Os cisnes vermelhos são silenciosos, graduais e quase invisíveis. Representam transformações incrementais, que ocorrem nas camadas mais sutis do cotidiano e, por isso, escapam aos nossos radares.

Ainda assim, têm o poder de mudar a história, como a eletricidade, a internet ou a inteligência artificial.

Essa imagem me remeteu à metáfora do “sapo fervido”: se colocado em água que aquece lentamente, o sapo não percebe o perigo até ser tarde demais.

Assim também somos nós, muitas vezes imersos em rotinas e indicadores que ignoram o que realmente está mudando: a forma como nos relacionamos, aprendemos, consumimos e confiamos.

Vivemos numa cultura orientada ao curto prazo, que valoriza rupturas bruscas e negligencia os sinais fracos.

Esse encontro me levou de volta à minha tese de doutorado, defendida em 2019, na qual sustento que a mudança não é uma exceção, mas a regra. Mudar é a condição natural da existência humana, e mudanças estruturais frequentemente se manifestam de forma imperceptível, em processos contínuos e graduais.

A inovação, portanto, não está apenas nas disrupções. Ela se manifesta também, e sobretudo, nas microtransformações contínuas que atravessam o tecido da vida social e organizacional. Ignorá-las é correr o risco de se tornar um sapo fervido em ambientes cada vez mais complexos e dinâmicos.

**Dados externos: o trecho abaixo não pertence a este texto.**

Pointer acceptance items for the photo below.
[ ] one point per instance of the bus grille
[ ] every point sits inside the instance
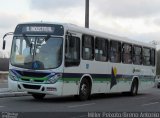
(31, 86)
(28, 80)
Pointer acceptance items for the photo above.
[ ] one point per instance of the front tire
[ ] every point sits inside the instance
(85, 90)
(38, 96)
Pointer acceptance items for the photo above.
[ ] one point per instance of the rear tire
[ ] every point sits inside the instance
(38, 96)
(84, 90)
(134, 88)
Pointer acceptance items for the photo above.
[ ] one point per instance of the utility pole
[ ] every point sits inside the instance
(87, 14)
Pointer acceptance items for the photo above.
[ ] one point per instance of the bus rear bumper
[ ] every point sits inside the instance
(52, 89)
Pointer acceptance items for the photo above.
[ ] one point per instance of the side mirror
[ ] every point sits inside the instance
(4, 44)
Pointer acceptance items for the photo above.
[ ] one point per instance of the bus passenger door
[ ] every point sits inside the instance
(71, 64)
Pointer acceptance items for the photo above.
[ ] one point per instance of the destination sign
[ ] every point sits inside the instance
(40, 29)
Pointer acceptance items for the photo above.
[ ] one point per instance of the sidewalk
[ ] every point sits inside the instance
(5, 92)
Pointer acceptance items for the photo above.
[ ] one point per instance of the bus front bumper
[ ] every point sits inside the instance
(52, 89)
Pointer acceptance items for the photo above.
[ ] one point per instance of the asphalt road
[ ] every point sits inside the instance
(145, 101)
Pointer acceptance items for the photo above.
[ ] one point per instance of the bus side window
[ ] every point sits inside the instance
(146, 56)
(72, 51)
(87, 47)
(152, 57)
(137, 55)
(115, 51)
(127, 53)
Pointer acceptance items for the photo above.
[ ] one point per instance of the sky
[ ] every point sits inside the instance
(136, 19)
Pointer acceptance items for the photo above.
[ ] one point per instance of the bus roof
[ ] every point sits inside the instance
(79, 29)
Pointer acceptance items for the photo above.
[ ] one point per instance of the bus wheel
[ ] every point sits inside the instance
(134, 88)
(84, 91)
(38, 96)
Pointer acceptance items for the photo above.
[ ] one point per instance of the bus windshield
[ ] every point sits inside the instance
(38, 52)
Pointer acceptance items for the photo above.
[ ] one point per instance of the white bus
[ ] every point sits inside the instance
(65, 59)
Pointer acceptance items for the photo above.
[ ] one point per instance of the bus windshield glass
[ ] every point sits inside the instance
(38, 52)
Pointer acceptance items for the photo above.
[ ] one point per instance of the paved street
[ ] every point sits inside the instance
(146, 101)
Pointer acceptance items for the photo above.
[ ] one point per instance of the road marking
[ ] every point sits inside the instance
(150, 103)
(82, 105)
(84, 116)
(139, 98)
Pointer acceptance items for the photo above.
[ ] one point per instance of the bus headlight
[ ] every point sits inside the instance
(54, 79)
(12, 76)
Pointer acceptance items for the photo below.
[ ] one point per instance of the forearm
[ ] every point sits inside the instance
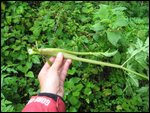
(45, 102)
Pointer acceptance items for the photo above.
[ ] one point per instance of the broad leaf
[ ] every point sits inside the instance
(113, 37)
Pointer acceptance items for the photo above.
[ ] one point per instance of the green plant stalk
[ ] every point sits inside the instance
(67, 54)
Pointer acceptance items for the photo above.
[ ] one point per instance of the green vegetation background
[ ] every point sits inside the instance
(77, 26)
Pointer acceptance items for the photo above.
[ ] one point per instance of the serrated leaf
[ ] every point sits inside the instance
(109, 54)
(113, 37)
(73, 100)
(133, 80)
(30, 74)
(97, 27)
(87, 91)
(35, 59)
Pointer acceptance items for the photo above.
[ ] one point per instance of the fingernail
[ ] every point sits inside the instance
(59, 54)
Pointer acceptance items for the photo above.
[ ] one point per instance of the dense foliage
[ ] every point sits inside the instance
(77, 26)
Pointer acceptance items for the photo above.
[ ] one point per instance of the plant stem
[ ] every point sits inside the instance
(69, 55)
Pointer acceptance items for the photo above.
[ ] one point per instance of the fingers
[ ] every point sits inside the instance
(52, 59)
(58, 61)
(45, 67)
(65, 69)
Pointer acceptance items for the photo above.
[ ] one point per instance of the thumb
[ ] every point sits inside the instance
(58, 61)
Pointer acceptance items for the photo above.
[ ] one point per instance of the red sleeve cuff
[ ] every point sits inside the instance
(45, 104)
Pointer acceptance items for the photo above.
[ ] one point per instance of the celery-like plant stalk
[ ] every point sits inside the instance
(72, 55)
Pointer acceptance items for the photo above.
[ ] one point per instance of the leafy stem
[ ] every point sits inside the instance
(72, 55)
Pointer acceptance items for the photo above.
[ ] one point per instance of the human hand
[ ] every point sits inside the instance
(52, 77)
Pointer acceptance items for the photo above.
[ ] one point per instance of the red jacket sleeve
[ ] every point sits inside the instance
(47, 103)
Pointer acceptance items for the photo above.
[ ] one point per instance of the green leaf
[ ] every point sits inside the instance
(106, 92)
(120, 22)
(72, 71)
(35, 59)
(113, 37)
(73, 100)
(30, 74)
(133, 80)
(109, 54)
(97, 27)
(87, 91)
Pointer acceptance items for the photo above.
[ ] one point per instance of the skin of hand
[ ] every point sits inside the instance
(52, 77)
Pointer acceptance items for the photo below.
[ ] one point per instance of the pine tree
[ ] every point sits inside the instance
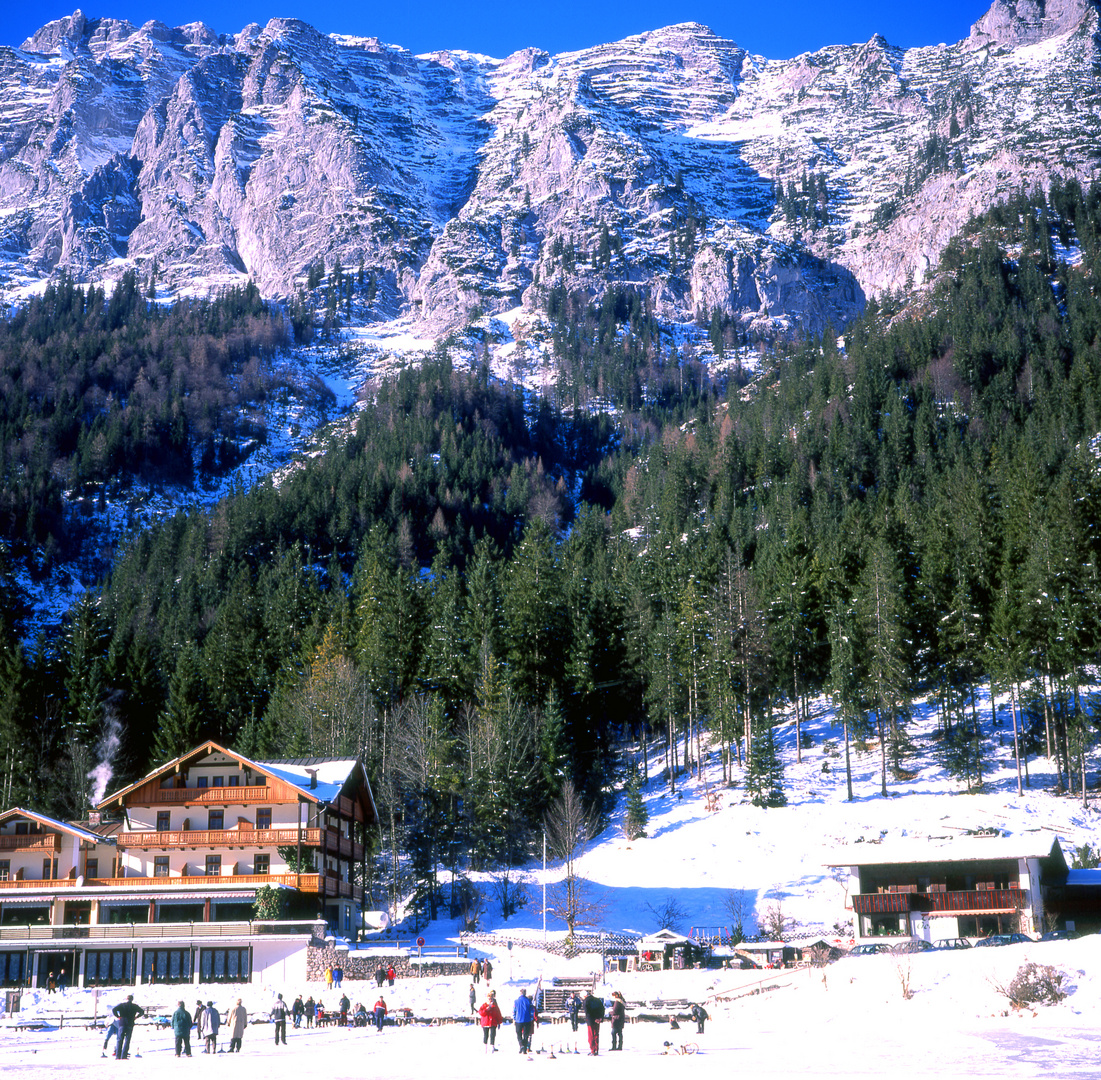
(764, 778)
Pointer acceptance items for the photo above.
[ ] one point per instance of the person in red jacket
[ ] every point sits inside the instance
(491, 1018)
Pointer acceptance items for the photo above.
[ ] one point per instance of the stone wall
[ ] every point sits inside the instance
(362, 966)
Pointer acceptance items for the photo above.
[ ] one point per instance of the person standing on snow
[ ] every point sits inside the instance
(279, 1014)
(182, 1028)
(238, 1021)
(128, 1013)
(523, 1017)
(211, 1024)
(491, 1020)
(593, 1010)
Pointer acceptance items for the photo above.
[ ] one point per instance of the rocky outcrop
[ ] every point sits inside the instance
(673, 164)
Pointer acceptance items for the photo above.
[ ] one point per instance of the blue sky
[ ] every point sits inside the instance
(777, 30)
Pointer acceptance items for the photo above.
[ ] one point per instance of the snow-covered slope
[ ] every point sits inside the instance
(464, 184)
(848, 1020)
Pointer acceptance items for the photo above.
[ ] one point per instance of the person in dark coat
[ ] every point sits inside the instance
(523, 1018)
(619, 1018)
(593, 1010)
(491, 1020)
(238, 1022)
(128, 1013)
(280, 1013)
(182, 1028)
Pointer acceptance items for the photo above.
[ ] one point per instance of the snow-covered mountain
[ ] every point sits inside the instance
(673, 162)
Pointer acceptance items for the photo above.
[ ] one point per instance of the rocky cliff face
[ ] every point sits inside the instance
(673, 164)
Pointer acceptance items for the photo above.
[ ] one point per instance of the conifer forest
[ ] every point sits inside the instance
(489, 596)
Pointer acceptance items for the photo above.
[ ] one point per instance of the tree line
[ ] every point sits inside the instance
(490, 598)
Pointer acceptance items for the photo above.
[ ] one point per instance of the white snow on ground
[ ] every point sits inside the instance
(848, 1020)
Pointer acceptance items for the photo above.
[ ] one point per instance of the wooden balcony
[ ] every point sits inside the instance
(216, 796)
(37, 841)
(979, 900)
(126, 931)
(219, 838)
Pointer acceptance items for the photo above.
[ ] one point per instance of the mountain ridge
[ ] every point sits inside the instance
(673, 163)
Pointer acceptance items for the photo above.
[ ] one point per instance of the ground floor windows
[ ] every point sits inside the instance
(166, 966)
(12, 969)
(225, 964)
(113, 967)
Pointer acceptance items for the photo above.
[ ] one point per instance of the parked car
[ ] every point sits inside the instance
(870, 949)
(914, 945)
(996, 939)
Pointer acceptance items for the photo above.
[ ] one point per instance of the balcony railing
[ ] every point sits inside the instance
(979, 900)
(220, 796)
(28, 842)
(117, 931)
(219, 838)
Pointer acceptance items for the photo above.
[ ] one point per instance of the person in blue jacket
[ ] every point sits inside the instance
(523, 1017)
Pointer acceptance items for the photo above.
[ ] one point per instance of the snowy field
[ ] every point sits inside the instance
(848, 1020)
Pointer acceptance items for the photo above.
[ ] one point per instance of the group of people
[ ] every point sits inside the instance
(481, 969)
(207, 1022)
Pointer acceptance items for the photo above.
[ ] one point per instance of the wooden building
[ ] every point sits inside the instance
(161, 885)
(965, 887)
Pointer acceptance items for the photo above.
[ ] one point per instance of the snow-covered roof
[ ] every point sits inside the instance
(954, 849)
(298, 773)
(50, 822)
(331, 775)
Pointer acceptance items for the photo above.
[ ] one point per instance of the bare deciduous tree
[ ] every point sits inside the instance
(569, 828)
(668, 913)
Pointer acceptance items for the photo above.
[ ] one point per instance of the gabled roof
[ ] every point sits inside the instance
(663, 937)
(955, 849)
(48, 822)
(331, 776)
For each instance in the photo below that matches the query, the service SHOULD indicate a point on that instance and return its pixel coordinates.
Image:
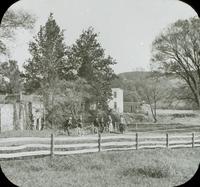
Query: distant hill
(128, 81)
(134, 75)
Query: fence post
(99, 142)
(167, 140)
(136, 140)
(192, 139)
(52, 145)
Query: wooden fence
(36, 146)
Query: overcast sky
(126, 27)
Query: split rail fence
(17, 147)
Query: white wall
(118, 100)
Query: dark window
(115, 94)
(115, 105)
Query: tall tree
(94, 66)
(177, 51)
(48, 64)
(11, 81)
(12, 21)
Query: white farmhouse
(117, 101)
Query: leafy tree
(177, 51)
(48, 64)
(10, 77)
(94, 66)
(12, 21)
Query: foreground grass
(148, 167)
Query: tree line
(69, 78)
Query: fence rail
(34, 146)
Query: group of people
(99, 125)
(69, 123)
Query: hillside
(172, 88)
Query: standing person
(110, 124)
(122, 124)
(80, 125)
(96, 125)
(101, 125)
(68, 123)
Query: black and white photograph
(99, 93)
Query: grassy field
(149, 167)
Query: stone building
(20, 112)
(117, 101)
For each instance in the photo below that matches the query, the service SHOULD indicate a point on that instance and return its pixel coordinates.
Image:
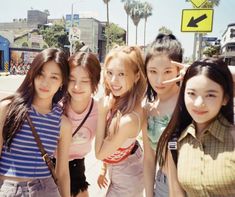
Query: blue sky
(165, 13)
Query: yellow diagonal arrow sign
(198, 3)
(197, 20)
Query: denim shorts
(36, 188)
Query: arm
(174, 185)
(127, 128)
(3, 112)
(149, 164)
(232, 70)
(62, 167)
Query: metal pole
(71, 42)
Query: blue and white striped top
(24, 157)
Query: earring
(61, 87)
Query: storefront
(4, 54)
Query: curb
(4, 73)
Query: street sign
(198, 3)
(74, 34)
(197, 20)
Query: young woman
(82, 110)
(23, 172)
(203, 123)
(161, 101)
(120, 121)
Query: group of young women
(185, 115)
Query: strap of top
(138, 117)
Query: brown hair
(133, 59)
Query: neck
(42, 106)
(78, 106)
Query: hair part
(21, 101)
(164, 44)
(216, 70)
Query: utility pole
(71, 42)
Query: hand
(183, 68)
(102, 181)
(106, 104)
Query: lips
(199, 112)
(43, 90)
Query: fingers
(180, 65)
(174, 80)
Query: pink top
(124, 151)
(81, 141)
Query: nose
(113, 78)
(199, 102)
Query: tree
(115, 34)
(54, 36)
(164, 30)
(207, 4)
(107, 24)
(147, 11)
(128, 4)
(136, 15)
(212, 50)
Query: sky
(166, 13)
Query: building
(228, 44)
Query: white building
(228, 44)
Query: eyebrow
(208, 91)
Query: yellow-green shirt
(207, 167)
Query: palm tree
(107, 24)
(127, 7)
(208, 4)
(147, 11)
(136, 15)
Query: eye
(152, 71)
(190, 93)
(210, 95)
(109, 73)
(121, 74)
(168, 72)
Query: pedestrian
(120, 121)
(203, 124)
(81, 108)
(34, 107)
(161, 100)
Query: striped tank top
(24, 159)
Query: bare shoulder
(233, 132)
(65, 122)
(4, 107)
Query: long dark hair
(22, 99)
(91, 64)
(217, 71)
(166, 44)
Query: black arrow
(193, 22)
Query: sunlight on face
(160, 69)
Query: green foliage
(115, 35)
(55, 36)
(212, 50)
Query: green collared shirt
(206, 167)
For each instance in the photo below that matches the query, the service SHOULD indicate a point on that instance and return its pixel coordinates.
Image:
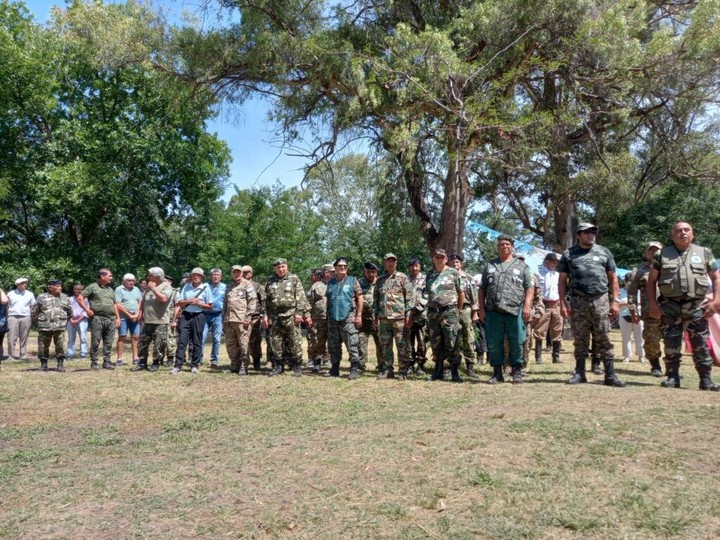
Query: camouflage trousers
(467, 335)
(390, 330)
(45, 338)
(256, 334)
(157, 335)
(500, 327)
(590, 316)
(237, 342)
(318, 340)
(285, 337)
(676, 316)
(101, 329)
(340, 332)
(652, 336)
(415, 338)
(443, 331)
(367, 332)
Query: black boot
(556, 352)
(538, 351)
(354, 371)
(438, 371)
(455, 374)
(497, 375)
(278, 369)
(610, 378)
(655, 368)
(705, 380)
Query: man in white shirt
(20, 302)
(548, 278)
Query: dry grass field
(117, 455)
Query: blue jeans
(79, 330)
(213, 321)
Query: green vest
(683, 275)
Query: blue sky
(257, 160)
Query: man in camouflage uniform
(393, 302)
(98, 301)
(684, 272)
(445, 295)
(155, 312)
(285, 309)
(587, 270)
(51, 312)
(344, 316)
(367, 286)
(239, 305)
(256, 329)
(318, 332)
(416, 335)
(505, 302)
(652, 335)
(468, 314)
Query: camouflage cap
(586, 227)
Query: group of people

Silvio encerrou com uma provocação certeira: “O futuro vem do futuro, e o presente é uma máquina que transforma futuros possíveis em passado.” Em outras palavras, o presente é o campo em que as possibilidades do amanhã são testadas, rejeitadas ou consolidadas.

O desafio não é prever o que virá, mas expandir nossa sensibilidade para perceber o que já está em curso: usos não previstos de uma tecnologia, gestos que se tornam hábitos, hábitos que viram cultura, e cultura que redesenha mercados inteiros.

Talvez esse seja o maior chamado da inovação: deslocar nossa atenção da previsão para a percepção e participar conscientemente da construção do futuro. Que sejamos capazes de enxergar os cisnes vermelhos ainda no início de sua revoada.